Authors: SERBA, DESALEGN - Kansas State University; MULETA, KEBEDE - Kansas State University; St Amand, Paul; BERNANDO, AMY - Kansas State University; Bai, Guihua; PERUMAL, RAMASAMY - Kansas State University; BASHIR, ELFADIL - Kansas State University; MORRIS, GEOFFREY - Kansas State University

Submitted to: The Plant Genome
Publication Type: Peer Reviewed Journal
Publication Acceptance Date: 5/5/2019
Publication Date: 5/13/2019
Citation: Serba, D.D., Muleta, K., St Amand, P.C., Bernando, A., Bai, G., Perumal, R., Bashir, E., Morris, G. 2019. Genetic diversity, population structure, and linkage disequilibrium of pearl millet. The Plant Genome. https://doi.org/doi:10.3835/plantgenome2018.11.0091.
DOI: https://doi.org/10.3835/plantgenome2018.11.0091

Interpretive Summary: Pearl millet is the sixth most popular cultivated cereal in the world. We assessed 400 pearl millet lines from different eographic regions using genome-wide DNA markers and separated these lines to six subgroups that mostly corresponded with the geographic origins. West African subgroups have high genetic diversity which s consistent with West Africa being the center of origin for pearl millet. Markers from the West African populations also indicated a long history of selection and recombination among cultivated landraces. Selection signature analysis identified significantly different selection histories among subgroups. This research provides useful information for effective use of these pearl millet populations in breeding programs.
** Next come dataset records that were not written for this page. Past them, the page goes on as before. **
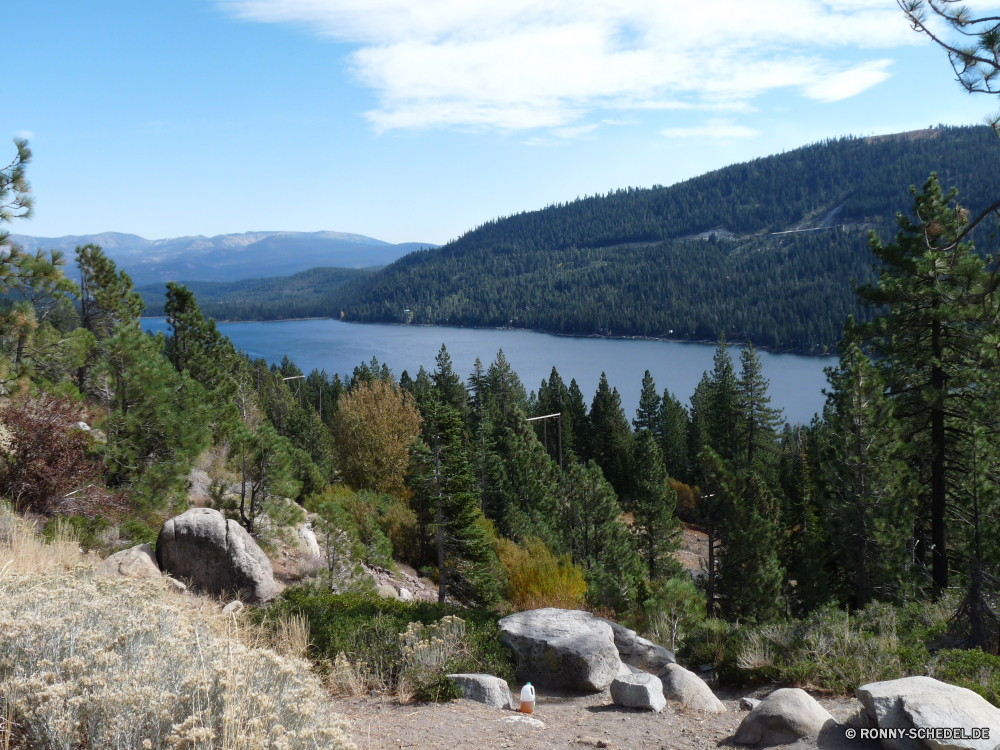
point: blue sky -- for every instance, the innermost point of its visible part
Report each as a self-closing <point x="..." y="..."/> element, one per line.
<point x="412" y="120"/>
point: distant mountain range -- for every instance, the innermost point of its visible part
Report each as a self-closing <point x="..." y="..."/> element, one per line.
<point x="231" y="257"/>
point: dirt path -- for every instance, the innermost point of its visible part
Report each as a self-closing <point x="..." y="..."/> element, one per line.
<point x="563" y="720"/>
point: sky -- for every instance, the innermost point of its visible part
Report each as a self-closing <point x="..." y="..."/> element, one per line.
<point x="417" y="120"/>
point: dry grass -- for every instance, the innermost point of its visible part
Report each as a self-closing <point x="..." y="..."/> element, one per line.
<point x="88" y="661"/>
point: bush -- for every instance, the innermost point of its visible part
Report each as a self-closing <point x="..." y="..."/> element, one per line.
<point x="357" y="637"/>
<point x="88" y="661"/>
<point x="536" y="578"/>
<point x="48" y="464"/>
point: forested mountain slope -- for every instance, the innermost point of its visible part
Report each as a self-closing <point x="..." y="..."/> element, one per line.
<point x="628" y="263"/>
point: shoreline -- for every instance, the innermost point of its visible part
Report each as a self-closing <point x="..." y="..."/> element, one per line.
<point x="699" y="342"/>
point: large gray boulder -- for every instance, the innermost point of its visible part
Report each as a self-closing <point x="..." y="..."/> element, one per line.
<point x="135" y="562"/>
<point x="484" y="688"/>
<point x="562" y="648"/>
<point x="641" y="690"/>
<point x="923" y="702"/>
<point x="781" y="718"/>
<point x="689" y="689"/>
<point x="217" y="555"/>
<point x="635" y="650"/>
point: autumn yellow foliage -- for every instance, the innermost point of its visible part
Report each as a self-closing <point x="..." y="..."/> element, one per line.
<point x="536" y="578"/>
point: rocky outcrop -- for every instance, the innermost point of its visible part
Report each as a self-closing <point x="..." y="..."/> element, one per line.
<point x="689" y="689"/>
<point x="783" y="717"/>
<point x="562" y="648"/>
<point x="309" y="541"/>
<point x="923" y="702"/>
<point x="216" y="555"/>
<point x="136" y="562"/>
<point x="641" y="690"/>
<point x="639" y="652"/>
<point x="484" y="688"/>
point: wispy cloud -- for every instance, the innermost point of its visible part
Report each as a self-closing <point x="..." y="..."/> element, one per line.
<point x="712" y="129"/>
<point x="524" y="64"/>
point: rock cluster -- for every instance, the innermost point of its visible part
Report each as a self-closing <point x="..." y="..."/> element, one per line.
<point x="217" y="555"/>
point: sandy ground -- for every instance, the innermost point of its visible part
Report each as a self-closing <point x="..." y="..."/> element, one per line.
<point x="567" y="720"/>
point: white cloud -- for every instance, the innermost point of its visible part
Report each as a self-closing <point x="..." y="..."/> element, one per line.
<point x="711" y="129"/>
<point x="521" y="64"/>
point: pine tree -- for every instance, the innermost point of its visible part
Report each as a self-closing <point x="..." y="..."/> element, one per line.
<point x="158" y="419"/>
<point x="866" y="479"/>
<point x="106" y="299"/>
<point x="749" y="575"/>
<point x="596" y="537"/>
<point x="611" y="436"/>
<point x="722" y="407"/>
<point x="654" y="501"/>
<point x="447" y="383"/>
<point x="647" y="416"/>
<point x="934" y="286"/>
<point x="759" y="419"/>
<point x="672" y="430"/>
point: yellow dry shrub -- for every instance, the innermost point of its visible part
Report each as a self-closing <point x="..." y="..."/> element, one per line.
<point x="88" y="661"/>
<point x="536" y="578"/>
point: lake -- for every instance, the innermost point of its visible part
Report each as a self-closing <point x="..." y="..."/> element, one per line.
<point x="337" y="347"/>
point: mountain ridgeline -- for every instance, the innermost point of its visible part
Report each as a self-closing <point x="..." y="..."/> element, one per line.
<point x="768" y="251"/>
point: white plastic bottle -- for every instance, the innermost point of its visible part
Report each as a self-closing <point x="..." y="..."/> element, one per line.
<point x="527" y="699"/>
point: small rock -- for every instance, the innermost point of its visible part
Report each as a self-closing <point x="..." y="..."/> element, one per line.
<point x="638" y="691"/>
<point x="175" y="585"/>
<point x="689" y="689"/>
<point x="484" y="688"/>
<point x="783" y="717"/>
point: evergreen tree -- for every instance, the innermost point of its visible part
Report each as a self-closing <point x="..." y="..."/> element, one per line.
<point x="722" y="407"/>
<point x="106" y="299"/>
<point x="447" y="383"/>
<point x="865" y="473"/>
<point x="597" y="537"/>
<point x="750" y="576"/>
<point x="158" y="419"/>
<point x="760" y="420"/>
<point x="672" y="430"/>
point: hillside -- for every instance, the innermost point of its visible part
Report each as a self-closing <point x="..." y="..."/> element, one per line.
<point x="645" y="262"/>
<point x="230" y="257"/>
<point x="307" y="294"/>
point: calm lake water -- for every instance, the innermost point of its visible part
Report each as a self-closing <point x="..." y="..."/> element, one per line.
<point x="337" y="347"/>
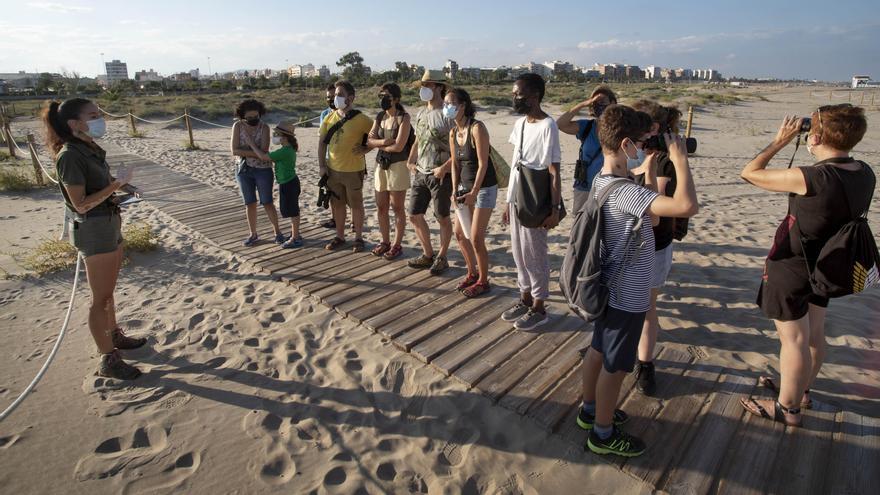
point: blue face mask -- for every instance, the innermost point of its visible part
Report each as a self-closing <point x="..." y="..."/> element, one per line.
<point x="449" y="111"/>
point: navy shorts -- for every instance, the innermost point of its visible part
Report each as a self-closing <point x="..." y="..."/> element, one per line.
<point x="255" y="180"/>
<point x="616" y="336"/>
<point x="288" y="200"/>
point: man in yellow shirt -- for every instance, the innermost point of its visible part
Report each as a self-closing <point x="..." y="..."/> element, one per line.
<point x="344" y="165"/>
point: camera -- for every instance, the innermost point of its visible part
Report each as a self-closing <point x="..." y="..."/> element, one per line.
<point x="658" y="143"/>
<point x="806" y="123"/>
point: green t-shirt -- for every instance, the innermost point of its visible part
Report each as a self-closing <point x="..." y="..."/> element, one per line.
<point x="285" y="163"/>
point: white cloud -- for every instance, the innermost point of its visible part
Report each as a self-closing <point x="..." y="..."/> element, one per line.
<point x="59" y="7"/>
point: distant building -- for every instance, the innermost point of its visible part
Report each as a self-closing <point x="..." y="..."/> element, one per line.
<point x="116" y="71"/>
<point x="147" y="76"/>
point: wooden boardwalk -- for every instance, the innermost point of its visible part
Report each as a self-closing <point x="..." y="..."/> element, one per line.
<point x="699" y="439"/>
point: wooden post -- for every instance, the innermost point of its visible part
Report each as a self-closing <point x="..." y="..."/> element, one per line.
<point x="192" y="144"/>
<point x="131" y="123"/>
<point x="38" y="173"/>
<point x="687" y="132"/>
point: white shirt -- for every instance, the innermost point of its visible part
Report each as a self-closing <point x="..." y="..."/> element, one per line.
<point x="540" y="148"/>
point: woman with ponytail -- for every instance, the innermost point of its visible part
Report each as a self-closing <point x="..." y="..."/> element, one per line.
<point x="88" y="188"/>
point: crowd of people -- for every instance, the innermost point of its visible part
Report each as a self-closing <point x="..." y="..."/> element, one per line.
<point x="442" y="157"/>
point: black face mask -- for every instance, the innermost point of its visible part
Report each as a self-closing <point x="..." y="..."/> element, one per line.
<point x="520" y="106"/>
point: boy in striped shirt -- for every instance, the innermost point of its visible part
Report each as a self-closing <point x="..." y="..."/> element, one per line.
<point x="626" y="269"/>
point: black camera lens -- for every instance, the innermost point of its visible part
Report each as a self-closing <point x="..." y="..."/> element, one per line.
<point x="806" y="123"/>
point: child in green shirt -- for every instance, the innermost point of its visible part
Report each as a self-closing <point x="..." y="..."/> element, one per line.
<point x="285" y="174"/>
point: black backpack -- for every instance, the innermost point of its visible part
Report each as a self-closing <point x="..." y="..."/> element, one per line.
<point x="580" y="277"/>
<point x="848" y="262"/>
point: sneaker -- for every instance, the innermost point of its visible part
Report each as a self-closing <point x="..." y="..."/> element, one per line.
<point x="440" y="265"/>
<point x="293" y="242"/>
<point x="530" y="320"/>
<point x="619" y="443"/>
<point x="516" y="312"/>
<point x="645" y="381"/>
<point x="112" y="366"/>
<point x="421" y="262"/>
<point x="585" y="420"/>
<point x="122" y="341"/>
<point x="250" y="241"/>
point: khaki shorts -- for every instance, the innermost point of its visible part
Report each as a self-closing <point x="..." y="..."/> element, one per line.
<point x="348" y="187"/>
<point x="395" y="179"/>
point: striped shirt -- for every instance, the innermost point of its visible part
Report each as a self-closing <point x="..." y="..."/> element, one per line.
<point x="629" y="289"/>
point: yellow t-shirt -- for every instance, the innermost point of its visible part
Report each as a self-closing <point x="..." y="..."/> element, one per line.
<point x="351" y="134"/>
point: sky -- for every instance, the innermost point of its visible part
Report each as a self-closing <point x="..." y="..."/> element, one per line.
<point x="805" y="39"/>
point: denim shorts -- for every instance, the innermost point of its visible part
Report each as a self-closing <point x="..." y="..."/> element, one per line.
<point x="255" y="180"/>
<point x="487" y="197"/>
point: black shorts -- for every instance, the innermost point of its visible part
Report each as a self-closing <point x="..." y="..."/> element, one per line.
<point x="426" y="188"/>
<point x="289" y="198"/>
<point x="616" y="336"/>
<point x="785" y="293"/>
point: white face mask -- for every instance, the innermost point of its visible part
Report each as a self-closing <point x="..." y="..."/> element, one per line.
<point x="97" y="127"/>
<point x="632" y="163"/>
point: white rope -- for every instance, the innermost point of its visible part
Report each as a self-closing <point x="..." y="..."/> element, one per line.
<point x="6" y="412"/>
<point x="210" y="123"/>
<point x="158" y="122"/>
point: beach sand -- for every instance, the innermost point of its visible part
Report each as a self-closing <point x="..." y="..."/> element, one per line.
<point x="255" y="388"/>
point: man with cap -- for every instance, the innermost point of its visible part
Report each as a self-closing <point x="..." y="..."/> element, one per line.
<point x="430" y="163"/>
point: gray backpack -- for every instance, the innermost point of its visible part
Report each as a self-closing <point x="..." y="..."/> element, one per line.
<point x="580" y="277"/>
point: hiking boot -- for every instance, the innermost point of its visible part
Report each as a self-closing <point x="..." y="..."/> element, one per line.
<point x="530" y="320"/>
<point x="122" y="341"/>
<point x="422" y="262"/>
<point x="585" y="420"/>
<point x="645" y="381"/>
<point x="112" y="366"/>
<point x="516" y="312"/>
<point x="440" y="265"/>
<point x="619" y="443"/>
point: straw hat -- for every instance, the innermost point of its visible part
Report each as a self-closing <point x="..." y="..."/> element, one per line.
<point x="433" y="76"/>
<point x="286" y="128"/>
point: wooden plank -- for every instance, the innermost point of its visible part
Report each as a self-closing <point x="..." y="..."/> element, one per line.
<point x="553" y="408"/>
<point x="696" y="470"/>
<point x="666" y="435"/>
<point x="546" y="375"/>
<point x="854" y="466"/>
<point x="553" y="336"/>
<point x="802" y="450"/>
<point x="448" y="337"/>
<point x="456" y="356"/>
<point x="458" y="310"/>
<point x="749" y="464"/>
<point x="482" y="364"/>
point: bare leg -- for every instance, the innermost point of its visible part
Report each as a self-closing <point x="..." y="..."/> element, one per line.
<point x="423" y="233"/>
<point x="795" y="361"/>
<point x="251" y="212"/>
<point x="650" y="328"/>
<point x="383" y="202"/>
<point x="398" y="203"/>
<point x="102" y="270"/>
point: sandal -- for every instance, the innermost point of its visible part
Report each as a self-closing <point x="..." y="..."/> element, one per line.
<point x="753" y="406"/>
<point x="476" y="289"/>
<point x="467" y="282"/>
<point x="394" y="252"/>
<point x="381" y="248"/>
<point x="335" y="243"/>
<point x="768" y="383"/>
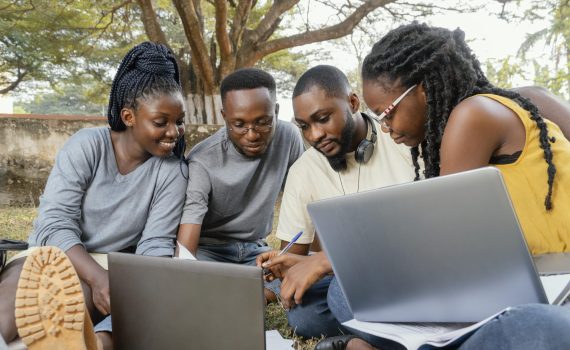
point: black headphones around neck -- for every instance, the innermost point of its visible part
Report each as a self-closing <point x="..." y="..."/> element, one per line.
<point x="365" y="148"/>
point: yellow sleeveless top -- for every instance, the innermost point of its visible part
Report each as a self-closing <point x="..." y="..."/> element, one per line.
<point x="546" y="231"/>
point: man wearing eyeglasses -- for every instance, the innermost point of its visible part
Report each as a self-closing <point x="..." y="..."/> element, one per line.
<point x="236" y="174"/>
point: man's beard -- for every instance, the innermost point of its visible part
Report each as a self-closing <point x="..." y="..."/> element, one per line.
<point x="338" y="161"/>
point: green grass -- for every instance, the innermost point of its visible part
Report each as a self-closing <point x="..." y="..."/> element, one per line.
<point x="16" y="223"/>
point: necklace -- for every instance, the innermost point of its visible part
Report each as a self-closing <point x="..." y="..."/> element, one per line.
<point x="358" y="183"/>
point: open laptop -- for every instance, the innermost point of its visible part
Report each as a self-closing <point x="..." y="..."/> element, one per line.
<point x="447" y="249"/>
<point x="161" y="303"/>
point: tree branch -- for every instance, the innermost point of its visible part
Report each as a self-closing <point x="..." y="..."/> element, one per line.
<point x="239" y="22"/>
<point x="200" y="59"/>
<point x="278" y="8"/>
<point x="21" y="75"/>
<point x="221" y="30"/>
<point x="332" y="32"/>
<point x="151" y="26"/>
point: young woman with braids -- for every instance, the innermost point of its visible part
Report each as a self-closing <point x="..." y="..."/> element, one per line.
<point x="111" y="189"/>
<point x="458" y="121"/>
<point x="429" y="92"/>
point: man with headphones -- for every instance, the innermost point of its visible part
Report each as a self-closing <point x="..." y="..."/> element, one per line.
<point x="348" y="155"/>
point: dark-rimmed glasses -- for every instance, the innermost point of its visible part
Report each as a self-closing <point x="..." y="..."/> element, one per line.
<point x="385" y="116"/>
<point x="260" y="128"/>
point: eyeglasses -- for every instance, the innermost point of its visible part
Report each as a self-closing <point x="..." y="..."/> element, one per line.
<point x="385" y="116"/>
<point x="260" y="128"/>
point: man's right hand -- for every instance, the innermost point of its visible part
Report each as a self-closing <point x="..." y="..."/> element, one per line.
<point x="101" y="292"/>
<point x="276" y="264"/>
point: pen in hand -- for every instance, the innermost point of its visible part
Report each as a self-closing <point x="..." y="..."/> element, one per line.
<point x="266" y="271"/>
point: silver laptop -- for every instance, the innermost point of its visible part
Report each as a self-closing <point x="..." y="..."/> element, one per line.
<point x="161" y="303"/>
<point x="447" y="249"/>
<point x="553" y="263"/>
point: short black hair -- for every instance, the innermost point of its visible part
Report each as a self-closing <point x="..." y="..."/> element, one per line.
<point x="443" y="63"/>
<point x="148" y="69"/>
<point x="246" y="79"/>
<point x="329" y="78"/>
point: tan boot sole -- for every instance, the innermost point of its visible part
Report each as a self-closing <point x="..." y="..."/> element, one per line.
<point x="50" y="309"/>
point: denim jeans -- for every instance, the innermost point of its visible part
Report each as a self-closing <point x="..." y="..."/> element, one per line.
<point x="236" y="252"/>
<point x="313" y="318"/>
<point x="532" y="326"/>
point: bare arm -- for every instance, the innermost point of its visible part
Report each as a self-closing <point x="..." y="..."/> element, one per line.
<point x="96" y="277"/>
<point x="189" y="236"/>
<point x="300" y="249"/>
<point x="550" y="106"/>
<point x="475" y="130"/>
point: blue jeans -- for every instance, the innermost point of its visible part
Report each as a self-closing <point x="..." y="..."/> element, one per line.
<point x="236" y="252"/>
<point x="313" y="318"/>
<point x="533" y="326"/>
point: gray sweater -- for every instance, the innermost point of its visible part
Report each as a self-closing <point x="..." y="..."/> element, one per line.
<point x="87" y="201"/>
<point x="233" y="196"/>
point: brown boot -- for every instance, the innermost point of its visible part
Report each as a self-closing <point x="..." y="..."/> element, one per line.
<point x="50" y="309"/>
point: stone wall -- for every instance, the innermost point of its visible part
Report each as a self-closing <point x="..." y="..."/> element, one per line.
<point x="29" y="144"/>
Technical Abstract: Pearl millet [Pennisetum glaucum (L.) R. Br.] is one of the most extensively cultivated cereals in the world, after rice, wheat, maize, barley and sorghum. It is the main component of traditional farming systems and a staple food in the arid and semi-arid regions of Africa and South Asia. However, its genetic improvement is lagging behind other major cereals and the yield is still low. enotyping-by-sequencing (GBS)-based single nucleotide polymorphism (SNP) markers were screened on a total of 400 inbred and germplasm pearl millet lines from different geographic regions to assess genetic diversity, population structure and linkage disequilibrium (LD). For 82,112 genome-wide SNPs we identified, the telomeric regions of all the seven chromosomes showed the higher SNP density than in peri-centromeric regions. Model-based clustering analysis of the population revealed a hierarchical genetic structure of six subgroups that mostly overlap with the geographic origins or sources of the genotypes but with differing levels of admixtures. A neighbor-joining phylogeny analysis of the population revealed that germplasm from West Africa rooted the dendrogram with much diversity within each subgroup. Greater LD decay was observed in the West African sub-population than in the other sub-populations, indicating a long history of recombination among landraces from West Africa. Also, selection signature analysis detected significantly different selection histories among subpopulations.